Glory to God in the highest,
and on earth peace,
good will toward men.
(Luke 2:14)
SHORTLY before the death of Herod the Great, the Roman Emperor Augustus invited all the loyal inhabitants of the Empire to sign an ‘assurance of goodwill’ toward him and his government. This poll later inspired his fulsome Senate to declare him the ‘Father of Rome’.
In Israel, six thousand Pharisees refused to sign,* and were punished by a fine, which was kindly paid for them by Herod’s sister-in-law, mindful perhaps of the King’s declining health, and of her family’s prospects after he was gone.
Luke records that Joseph and Mary were both in Bethlehem, the birthplace of the iconic King David, signing some kind of register at just this time.* As a direct descendant of David, Joseph’s loyalties would be under scrutiny.
How appropriate, then, that as men around the world assured the Father of Rome of their ‘goodwill’ toward him, angels were assuring some shepherds of our Father in Heaven’s ‘goodwill’ toward men.
The events are described by the near-contemporary historian, Josephus.
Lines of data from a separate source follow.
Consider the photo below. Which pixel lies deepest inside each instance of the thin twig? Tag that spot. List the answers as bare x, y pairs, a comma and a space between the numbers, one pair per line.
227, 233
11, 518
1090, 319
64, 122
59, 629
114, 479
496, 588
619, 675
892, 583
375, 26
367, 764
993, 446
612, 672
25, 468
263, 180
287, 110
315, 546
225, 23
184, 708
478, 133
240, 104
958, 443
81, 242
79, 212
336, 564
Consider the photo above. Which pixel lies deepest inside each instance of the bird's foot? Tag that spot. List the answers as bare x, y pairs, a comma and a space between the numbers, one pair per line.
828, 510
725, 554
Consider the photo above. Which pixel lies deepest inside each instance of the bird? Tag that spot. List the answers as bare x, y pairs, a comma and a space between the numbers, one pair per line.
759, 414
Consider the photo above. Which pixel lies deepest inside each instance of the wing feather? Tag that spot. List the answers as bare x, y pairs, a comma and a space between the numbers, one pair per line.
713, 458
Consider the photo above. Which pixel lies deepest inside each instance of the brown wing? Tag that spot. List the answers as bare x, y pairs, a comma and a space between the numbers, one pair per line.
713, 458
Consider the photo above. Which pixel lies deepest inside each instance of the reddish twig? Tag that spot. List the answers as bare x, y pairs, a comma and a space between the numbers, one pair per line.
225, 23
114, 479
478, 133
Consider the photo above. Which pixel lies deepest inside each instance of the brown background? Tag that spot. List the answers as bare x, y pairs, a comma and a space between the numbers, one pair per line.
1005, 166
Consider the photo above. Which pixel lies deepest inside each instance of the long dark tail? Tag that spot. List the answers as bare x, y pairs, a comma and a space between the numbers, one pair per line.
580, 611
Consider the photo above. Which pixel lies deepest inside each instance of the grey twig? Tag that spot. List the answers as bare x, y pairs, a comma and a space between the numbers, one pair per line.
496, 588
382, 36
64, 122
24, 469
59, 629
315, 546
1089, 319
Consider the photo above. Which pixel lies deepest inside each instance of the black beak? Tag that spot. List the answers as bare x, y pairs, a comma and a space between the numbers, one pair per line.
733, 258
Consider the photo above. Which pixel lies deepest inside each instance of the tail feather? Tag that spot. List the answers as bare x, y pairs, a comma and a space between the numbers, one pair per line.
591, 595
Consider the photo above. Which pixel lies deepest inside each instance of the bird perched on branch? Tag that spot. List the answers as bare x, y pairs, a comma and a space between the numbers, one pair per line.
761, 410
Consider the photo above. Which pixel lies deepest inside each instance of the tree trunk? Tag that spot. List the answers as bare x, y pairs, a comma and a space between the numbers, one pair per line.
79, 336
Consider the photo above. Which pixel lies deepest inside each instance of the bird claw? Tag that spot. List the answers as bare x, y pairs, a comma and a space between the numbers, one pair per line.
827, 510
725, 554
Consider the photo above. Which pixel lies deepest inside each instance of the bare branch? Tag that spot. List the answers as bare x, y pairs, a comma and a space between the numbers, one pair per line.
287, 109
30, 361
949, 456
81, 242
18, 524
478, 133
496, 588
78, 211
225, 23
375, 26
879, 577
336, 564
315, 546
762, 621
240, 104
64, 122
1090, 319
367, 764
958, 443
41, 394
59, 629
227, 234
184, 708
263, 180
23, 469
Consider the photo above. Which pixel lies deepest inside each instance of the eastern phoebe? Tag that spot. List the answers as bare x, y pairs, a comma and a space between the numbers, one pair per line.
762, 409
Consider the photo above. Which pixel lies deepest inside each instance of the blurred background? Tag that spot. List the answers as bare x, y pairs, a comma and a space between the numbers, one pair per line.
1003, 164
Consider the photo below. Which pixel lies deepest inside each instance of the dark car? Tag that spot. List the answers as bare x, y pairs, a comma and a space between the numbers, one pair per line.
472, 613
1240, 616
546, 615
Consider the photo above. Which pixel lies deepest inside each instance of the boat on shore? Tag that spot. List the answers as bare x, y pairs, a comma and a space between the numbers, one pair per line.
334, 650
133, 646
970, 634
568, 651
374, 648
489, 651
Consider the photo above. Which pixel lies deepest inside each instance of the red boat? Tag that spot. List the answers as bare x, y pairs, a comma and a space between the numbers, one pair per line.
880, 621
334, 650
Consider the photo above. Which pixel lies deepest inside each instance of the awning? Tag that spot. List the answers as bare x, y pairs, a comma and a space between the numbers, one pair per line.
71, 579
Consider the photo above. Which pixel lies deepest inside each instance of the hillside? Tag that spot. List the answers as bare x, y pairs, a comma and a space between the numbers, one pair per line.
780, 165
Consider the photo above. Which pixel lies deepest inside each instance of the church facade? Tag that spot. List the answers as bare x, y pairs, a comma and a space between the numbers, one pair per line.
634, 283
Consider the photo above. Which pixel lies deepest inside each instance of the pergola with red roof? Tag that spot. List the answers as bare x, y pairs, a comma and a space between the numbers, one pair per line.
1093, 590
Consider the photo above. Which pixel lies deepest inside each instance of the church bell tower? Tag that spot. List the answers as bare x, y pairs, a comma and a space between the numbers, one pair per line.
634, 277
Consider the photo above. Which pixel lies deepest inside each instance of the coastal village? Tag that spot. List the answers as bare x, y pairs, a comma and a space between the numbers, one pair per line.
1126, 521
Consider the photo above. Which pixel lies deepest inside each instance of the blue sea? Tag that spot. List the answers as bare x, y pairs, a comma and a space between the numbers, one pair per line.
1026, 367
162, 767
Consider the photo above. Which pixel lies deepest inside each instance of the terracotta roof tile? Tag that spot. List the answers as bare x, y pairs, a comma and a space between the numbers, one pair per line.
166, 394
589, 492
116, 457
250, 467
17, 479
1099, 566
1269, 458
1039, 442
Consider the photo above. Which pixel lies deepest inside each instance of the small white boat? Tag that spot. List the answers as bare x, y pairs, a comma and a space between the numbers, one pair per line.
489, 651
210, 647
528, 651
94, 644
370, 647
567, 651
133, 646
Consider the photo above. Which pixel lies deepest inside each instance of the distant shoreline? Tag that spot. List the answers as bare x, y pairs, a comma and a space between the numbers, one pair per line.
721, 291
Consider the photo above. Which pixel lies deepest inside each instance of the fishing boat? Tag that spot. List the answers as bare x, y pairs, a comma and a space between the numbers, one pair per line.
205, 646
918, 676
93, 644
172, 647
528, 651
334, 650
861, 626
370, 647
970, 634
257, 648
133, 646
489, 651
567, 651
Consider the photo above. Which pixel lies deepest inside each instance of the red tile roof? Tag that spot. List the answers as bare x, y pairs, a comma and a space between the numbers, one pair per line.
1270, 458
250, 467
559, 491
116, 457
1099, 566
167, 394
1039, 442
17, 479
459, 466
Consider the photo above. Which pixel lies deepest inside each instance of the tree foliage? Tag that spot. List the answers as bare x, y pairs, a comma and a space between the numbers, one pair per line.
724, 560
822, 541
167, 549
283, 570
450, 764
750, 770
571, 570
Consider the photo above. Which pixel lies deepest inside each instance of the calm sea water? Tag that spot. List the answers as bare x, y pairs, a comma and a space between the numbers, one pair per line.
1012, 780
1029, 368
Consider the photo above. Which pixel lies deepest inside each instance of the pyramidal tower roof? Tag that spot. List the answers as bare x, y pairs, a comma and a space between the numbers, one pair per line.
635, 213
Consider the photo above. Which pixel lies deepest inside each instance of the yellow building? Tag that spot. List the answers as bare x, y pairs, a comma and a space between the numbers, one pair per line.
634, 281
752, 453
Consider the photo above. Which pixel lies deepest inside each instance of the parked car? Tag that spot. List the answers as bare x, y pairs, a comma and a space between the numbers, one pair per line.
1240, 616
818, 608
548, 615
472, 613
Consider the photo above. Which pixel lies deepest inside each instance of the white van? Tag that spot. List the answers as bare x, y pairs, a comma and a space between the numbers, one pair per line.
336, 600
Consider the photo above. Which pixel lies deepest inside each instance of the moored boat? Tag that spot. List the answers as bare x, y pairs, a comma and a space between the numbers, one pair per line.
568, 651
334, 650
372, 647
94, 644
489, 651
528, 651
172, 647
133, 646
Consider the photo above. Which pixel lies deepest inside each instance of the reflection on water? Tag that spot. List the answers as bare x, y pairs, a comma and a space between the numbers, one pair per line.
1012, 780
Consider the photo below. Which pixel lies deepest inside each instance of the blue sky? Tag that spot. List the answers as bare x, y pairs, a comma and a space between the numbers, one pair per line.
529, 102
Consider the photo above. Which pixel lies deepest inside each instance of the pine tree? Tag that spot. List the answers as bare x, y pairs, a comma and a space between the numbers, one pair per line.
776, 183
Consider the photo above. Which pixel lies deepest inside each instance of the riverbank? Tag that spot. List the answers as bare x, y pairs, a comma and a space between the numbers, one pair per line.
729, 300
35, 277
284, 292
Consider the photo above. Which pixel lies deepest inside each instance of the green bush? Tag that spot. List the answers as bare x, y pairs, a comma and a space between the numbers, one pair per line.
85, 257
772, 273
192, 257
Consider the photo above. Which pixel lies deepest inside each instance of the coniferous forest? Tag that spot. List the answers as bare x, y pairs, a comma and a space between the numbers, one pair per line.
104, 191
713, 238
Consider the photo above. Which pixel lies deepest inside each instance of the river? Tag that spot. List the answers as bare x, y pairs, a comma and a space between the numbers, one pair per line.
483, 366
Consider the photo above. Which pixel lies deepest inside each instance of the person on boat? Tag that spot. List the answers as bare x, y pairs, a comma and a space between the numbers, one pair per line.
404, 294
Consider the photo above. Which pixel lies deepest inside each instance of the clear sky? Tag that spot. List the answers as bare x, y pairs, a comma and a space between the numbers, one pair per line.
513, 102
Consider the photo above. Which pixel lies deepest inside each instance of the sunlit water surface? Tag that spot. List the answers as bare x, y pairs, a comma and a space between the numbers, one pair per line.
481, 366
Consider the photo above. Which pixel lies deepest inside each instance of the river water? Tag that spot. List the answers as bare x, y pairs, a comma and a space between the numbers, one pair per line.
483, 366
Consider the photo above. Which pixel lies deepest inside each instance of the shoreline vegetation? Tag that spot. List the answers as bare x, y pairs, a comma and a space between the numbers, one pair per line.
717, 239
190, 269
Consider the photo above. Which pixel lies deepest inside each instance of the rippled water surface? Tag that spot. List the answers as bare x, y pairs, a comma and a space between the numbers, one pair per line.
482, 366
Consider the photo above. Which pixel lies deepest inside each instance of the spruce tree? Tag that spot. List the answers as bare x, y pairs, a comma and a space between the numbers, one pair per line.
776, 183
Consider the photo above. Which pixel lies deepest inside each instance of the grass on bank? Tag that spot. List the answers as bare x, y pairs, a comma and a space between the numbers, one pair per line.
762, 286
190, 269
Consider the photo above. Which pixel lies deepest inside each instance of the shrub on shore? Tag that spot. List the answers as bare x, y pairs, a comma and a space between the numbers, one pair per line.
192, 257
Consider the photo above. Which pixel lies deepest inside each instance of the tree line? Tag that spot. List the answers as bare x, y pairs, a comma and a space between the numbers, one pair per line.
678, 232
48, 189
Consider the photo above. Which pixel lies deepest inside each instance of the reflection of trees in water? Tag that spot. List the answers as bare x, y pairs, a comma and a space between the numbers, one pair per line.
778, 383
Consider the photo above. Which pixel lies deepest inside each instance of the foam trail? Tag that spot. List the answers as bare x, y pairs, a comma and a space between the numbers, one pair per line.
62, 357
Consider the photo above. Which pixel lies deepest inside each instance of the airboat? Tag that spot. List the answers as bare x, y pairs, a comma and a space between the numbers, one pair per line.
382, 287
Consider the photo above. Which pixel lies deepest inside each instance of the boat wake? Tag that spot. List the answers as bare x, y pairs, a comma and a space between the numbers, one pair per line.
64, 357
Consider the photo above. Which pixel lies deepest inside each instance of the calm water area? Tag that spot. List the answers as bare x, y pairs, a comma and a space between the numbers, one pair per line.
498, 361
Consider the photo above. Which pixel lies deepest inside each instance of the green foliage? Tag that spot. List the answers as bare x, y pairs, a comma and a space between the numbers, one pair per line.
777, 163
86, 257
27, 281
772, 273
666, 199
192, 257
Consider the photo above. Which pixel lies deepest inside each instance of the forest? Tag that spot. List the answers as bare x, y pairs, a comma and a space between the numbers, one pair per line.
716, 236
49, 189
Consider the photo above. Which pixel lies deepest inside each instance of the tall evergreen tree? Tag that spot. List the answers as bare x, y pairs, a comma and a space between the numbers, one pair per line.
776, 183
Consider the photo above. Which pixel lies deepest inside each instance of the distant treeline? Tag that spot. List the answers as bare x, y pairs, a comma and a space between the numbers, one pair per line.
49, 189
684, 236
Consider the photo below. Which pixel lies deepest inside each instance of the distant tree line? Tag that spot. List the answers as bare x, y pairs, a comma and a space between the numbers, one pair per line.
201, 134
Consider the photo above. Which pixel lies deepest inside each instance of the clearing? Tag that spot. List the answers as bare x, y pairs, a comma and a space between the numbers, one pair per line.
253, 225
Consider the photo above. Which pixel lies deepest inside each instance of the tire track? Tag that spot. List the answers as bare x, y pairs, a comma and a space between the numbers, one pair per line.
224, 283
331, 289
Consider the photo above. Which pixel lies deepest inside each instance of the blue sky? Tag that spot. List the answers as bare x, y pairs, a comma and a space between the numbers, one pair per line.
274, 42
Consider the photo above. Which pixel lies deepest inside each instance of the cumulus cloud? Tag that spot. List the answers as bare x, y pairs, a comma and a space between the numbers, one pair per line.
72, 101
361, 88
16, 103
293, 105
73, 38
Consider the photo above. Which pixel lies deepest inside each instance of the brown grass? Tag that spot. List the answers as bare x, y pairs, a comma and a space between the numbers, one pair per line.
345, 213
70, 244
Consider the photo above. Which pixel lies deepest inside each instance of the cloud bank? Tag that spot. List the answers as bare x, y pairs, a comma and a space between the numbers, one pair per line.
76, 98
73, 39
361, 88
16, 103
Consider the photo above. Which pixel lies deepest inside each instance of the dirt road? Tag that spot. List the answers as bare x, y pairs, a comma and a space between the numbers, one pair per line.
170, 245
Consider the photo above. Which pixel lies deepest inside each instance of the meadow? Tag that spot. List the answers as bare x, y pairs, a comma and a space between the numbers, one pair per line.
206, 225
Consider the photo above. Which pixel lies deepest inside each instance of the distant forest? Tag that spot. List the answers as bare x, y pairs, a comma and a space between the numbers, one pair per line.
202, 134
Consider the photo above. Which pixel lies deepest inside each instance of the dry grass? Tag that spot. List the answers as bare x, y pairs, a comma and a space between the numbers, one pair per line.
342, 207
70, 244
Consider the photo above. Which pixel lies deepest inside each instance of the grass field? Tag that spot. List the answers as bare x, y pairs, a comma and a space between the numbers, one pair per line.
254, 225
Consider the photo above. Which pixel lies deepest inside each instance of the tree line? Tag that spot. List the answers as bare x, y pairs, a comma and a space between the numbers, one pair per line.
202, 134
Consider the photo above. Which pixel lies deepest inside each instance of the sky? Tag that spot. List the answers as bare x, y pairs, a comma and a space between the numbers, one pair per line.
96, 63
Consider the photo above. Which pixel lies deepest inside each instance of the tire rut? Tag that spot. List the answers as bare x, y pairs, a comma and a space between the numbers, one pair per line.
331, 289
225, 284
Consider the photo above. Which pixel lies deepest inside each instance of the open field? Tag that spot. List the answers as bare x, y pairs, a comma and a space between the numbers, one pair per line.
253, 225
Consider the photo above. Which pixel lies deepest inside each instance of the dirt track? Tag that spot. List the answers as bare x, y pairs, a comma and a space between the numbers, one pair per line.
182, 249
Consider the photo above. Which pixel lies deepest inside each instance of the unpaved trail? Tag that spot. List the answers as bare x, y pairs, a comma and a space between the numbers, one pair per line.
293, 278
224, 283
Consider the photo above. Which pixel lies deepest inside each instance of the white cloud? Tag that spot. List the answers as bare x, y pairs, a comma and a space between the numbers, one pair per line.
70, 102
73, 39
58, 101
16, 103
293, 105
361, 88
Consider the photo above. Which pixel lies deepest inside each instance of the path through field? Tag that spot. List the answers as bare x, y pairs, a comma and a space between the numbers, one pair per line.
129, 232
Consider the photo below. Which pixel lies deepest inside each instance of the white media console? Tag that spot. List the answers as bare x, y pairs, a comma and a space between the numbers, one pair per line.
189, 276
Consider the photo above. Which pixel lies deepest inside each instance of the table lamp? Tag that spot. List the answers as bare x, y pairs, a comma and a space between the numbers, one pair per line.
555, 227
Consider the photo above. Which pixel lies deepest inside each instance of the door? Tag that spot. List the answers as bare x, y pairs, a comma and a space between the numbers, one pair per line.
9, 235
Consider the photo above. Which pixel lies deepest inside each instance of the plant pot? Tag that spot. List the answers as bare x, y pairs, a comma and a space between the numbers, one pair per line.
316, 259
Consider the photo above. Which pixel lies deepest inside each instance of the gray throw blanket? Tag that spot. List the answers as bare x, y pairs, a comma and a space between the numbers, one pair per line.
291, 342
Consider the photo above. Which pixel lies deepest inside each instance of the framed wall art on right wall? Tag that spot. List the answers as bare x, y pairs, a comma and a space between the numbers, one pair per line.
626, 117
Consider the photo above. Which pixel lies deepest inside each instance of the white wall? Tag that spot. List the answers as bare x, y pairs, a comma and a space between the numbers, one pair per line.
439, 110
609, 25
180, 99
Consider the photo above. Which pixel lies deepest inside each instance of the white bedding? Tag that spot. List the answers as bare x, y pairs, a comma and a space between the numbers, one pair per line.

See Antiquities XVII.2.
See Luke 2:2. The Authorised Version makes some uncharacteristic errors here, translating ‘απογραφή’ as ‘tax’ when it should be the more neutral ‘registration’, and asserting that ‘this taxing was first made when Cyrenius was governor of Syria’. This is a problem because Quirinius (Cyrenius), who conducted an infamous census that provoked a revolt and imprinted itself on the collective memory of the Jewish people, did not become Governor until AD 6, ten years after Herod died. The translation should read ‘This registration took place prior to [πρώτη ἐγένετο, cf. John 1:15] Cyrenius’s governorship of Syria’.